Morir es siempre inesperado

Tengo un amigo que ha escrito una novela que se llama Los siguientes. Se refiere a los cuidados de los mayores, de cómo se enfrentan los miembros de una familia a la inevitable decadencia y muerte de sus mayores. Hoy dialogaba en un Café con una mujer sobre su vida de fe, y me hablaba precisamente de este libro, y ella, que acaba de cumplir una edad provecta, me dice que ya forma parte de esa generación de los que serán los siguientes en ser llamados por Dios, o por mejor decir, en palabras del mismo Señor, quienes serán llevados por Él y con Él, “para que donde yo estoy, estéis también vosotros”. Hasta el día de hoy, no he encontrado una definición más consoladora del instante de morir. Emily Dickinson intentó hablar eficazmente de la muerte en un poema, “ llevamos la mortalidad tan ligeros como un traje elegido, hasta que se nos pide que nos lo quitemos”. Pero no convence, porque la desnudez de la mortalidad no consigue serenarnos, a menos que nos veamos alcanzados por una compañía.

Cuando venga nuestra muerte, vendrá de repente, porque aunque se tenga una enfermedad que se prolonga, nunca uno se imagina que tendrá que morirse, porque la muerte suele ser cosa de los otros. La noche pasada estaba de guardia en el hospital y bajé a la UCI, acababa de morir una mujer y me esperaban los familiares más directos. Había sido un infarto, un golpe de corazón inesperado. Cuando la mujer llegó al hospital, llegó muriéndose, y se fue muy pronto. En la habitación estaban los hijos, los nietos, todos con mucha fe y mucho asombro en sus rostros, porque ni los pequeños esperaban que la abuela tuviera que morirse. Era divertida, “la Navidad sin ella va a ser otra cosa”, eso me dijeron.

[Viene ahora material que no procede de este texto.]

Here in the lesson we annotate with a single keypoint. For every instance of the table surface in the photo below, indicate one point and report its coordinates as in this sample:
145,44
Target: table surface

Habrá un último día para la humanidad, pero habrá un último día también para mí, y esto seguro que ocurrirá antes. La suerte del creyente descansa en la promesa de que el último día será el primero de una nueva temporada, porque la traducción de Apocalipsis no es el horror, sino la revelación de los tiempos de la plenitud. Cuando nos vayamos, todo lo que arde en nuestro pecho seguirá allí dentro, pero esta vez enteramente a sus anchas, sin llanto, sin dolor, sin vejez.

En la ciudad de Bolzano, al norte de Italia, hay una momia de un tipo de hace más de 5000 años. Detrás de un cristal se le puede observar reposando en su cámara frigorífica. Todos los días cientos de turistas se asoman al museo arqueológico de la ciudad para echar un vistazo a ese extraño cadaver. Además de sus restos morales, se encontraron intactas sus botas, su lanza, su abrigo, su cinturón, los calcetines, todo como recién salido de Zara. Le llaman Otzy. Hoy en la radio he oído a un periodista hablar de él, del espanto que sería reposar toda la vida a la vista de los miles de seres humanos del futuro. A Otzy, la muerte le pilló desprevenido, como nos ocurrirá a cada uno de nosotros. Pero la esperanza humana no está en la conservación en una cámara frigorífica, sino en que Otzy ya conoce a quien le dio la vida. Y eso también se refiere a nosotros.